Diante disso, fica a questão: como a burguesia brasileira iria deixar que o povo mantivesse essa memória de luta? 

O apagamento da história na formação da burguesia brasileira

A classe dominante brasileira tentou sempre apagar qualquer vestígio de resistência na memória da luta de classes no Brasil. Após a proclamação da República, sem a escravidão, o governo e as oligarquias ampliaram um plano já iniciado ainda no Império: a imigração. 

O Estado financiou e estimulou a imigração europeia. Italianos, portugueses, espanhóis e outros europeus passaram a disputar o mercado de trabalho dos ex-escravizados. Ao mesmo tempo, as oligarquias e a burguesia fizeram de tudo para buscar anular a memória de luta do povo negro antes da Abolição. 

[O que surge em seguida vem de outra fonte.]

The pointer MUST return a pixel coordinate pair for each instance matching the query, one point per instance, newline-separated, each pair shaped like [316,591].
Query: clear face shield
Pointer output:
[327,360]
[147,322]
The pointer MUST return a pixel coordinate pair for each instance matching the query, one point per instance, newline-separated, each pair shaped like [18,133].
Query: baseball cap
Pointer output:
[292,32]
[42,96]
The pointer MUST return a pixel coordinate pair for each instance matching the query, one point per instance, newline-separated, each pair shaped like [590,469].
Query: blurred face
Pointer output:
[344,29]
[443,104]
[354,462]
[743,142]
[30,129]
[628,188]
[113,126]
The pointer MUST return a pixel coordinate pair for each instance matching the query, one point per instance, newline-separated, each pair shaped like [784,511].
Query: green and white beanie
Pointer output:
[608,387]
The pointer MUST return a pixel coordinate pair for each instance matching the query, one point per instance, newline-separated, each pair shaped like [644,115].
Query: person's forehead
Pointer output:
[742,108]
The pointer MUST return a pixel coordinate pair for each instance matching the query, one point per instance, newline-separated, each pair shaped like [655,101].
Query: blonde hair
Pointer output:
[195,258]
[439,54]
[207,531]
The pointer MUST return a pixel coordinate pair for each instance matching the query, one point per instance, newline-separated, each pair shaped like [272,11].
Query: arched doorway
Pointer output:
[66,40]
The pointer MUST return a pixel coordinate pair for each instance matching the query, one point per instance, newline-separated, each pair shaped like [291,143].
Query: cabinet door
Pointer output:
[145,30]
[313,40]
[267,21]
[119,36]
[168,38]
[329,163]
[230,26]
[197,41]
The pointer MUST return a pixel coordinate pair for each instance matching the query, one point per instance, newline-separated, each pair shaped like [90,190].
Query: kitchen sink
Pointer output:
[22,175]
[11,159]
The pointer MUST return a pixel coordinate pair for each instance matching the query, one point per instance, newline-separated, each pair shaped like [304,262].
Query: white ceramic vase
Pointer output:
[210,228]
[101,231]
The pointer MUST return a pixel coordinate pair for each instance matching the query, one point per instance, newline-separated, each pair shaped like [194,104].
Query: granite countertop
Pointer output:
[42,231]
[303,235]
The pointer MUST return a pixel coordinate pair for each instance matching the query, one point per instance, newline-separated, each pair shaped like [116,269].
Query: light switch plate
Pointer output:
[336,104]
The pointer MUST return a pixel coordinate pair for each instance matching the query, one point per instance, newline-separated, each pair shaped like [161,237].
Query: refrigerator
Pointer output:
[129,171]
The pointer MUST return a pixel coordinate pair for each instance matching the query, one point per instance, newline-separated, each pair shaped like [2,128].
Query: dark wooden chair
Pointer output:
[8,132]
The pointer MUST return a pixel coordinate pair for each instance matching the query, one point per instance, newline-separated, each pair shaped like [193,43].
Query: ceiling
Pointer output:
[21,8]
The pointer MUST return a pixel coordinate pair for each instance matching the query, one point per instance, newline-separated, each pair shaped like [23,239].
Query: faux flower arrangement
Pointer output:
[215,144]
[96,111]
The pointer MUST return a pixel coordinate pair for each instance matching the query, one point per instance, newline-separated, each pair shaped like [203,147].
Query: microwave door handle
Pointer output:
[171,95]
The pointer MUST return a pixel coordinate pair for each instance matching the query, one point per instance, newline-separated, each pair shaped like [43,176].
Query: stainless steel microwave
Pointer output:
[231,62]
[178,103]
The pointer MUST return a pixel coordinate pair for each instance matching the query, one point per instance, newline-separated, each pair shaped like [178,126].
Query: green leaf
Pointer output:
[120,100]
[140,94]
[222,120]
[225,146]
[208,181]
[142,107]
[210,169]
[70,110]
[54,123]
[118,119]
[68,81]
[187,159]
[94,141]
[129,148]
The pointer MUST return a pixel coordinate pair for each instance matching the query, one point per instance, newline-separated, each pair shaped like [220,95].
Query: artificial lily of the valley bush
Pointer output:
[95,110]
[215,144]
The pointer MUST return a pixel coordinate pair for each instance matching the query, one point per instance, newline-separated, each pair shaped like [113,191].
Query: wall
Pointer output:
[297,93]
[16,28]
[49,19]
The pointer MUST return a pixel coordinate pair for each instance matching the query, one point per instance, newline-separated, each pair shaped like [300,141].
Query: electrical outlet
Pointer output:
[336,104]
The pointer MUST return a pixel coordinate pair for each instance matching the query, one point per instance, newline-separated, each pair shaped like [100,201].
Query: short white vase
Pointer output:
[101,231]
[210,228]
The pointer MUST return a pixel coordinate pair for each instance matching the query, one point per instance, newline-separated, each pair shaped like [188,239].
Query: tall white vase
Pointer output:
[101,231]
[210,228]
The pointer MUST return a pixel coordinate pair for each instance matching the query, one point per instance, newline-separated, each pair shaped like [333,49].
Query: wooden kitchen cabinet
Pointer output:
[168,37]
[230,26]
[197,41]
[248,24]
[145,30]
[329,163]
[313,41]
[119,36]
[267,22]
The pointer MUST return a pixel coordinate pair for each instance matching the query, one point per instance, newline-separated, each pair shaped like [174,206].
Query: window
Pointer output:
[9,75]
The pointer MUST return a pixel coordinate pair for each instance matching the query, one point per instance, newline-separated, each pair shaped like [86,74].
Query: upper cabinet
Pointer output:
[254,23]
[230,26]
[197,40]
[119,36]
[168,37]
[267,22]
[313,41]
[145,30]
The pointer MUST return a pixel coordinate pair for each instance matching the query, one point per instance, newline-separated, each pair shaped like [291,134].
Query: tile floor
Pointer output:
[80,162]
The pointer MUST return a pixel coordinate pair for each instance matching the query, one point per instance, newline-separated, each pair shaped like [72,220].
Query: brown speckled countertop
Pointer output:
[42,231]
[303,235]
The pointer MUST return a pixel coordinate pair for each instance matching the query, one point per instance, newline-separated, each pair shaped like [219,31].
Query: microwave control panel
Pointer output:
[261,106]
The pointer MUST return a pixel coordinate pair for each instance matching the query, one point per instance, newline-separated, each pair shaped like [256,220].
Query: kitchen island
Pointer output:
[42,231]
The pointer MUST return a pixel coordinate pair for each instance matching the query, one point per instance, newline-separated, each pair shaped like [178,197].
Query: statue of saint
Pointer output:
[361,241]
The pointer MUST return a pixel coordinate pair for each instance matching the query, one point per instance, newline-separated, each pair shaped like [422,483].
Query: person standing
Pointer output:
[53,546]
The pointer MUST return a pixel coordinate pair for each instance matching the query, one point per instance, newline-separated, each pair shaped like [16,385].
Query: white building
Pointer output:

Entre 1890 e 1930, a linha política da mídia das elites era dizer que o trabalhador brasileiro (negro) era preguiçoso e incompetente. Muitos jornais operários estrangeiros, inclusive, embarcaram nessa ideologia (usada para dividir a classe operária através do racismo) e falavam que faltava consciência de classe ao operariado brasileiro, pois ele era formado por negros ex-escravizados ou filhos de escravizados. 

As histórias das revoltas e greves de antes da Abolição foram pouco a pouco sendo esquecidas. Os livros de história já não falavam mais e as lideranças operárias que viveram o período abolicionista foram morrendo. 

Somente 50 anos mais tarde, já depois da Ditadura Militar Fascista, houve algum esforço dos historiadores em recuperar este passado. Em grande parte, como consequência das vitórias do movimento negro na redemocratização e da ascensão das greves operárias da década de 1970. 

Mas tanto tempo de apagamento gerou consequências. Hoje, a ideologia dominante diz que a classe trabalhadora atual não tem nada a ver com os escravizados de antes. Quando ela admite essa relação é sempre com o viés racista e antipopular, excluindo qualquer influência das lutas do passado na formação da nossa classe.

Mas a burguesia não esquece a própria história. Ela sempre tenta voltar com estas formas de exploração comuns no século 19, ainda que com outra roupagem. 

No século 19 não havia como esconder do escravizado sua situação no sistema. Agora, a burguesia tenta esconder do povo esse passado dizendo que o que ocorre hoje com a classe trabalhadora são “novidades”, “modernidades”. Nada mais cínico.

Qual a diferença entre este ganhador que fez greve na Salvador de 1857 e os entregadores de hoje, a não ser a ausência da relação formal de escravidão? A mentira de que hoje, com a Reforma Trabalhista, os aplicativos e a terceirização, temos mais liberdade e chances de sermos nossos próprios patrões é parte da mesma tradição ideológica que dizia que os escravizados deviam ser explorados pela vontade divina ou por uma condição natural.

A verdade é que a classe operária brasileira é filha direta das lutas dos povos escravizados no nosso país por 380 anos. Em cada greve, em cada luta ou reivindicação não podemos nunca esquecer disto.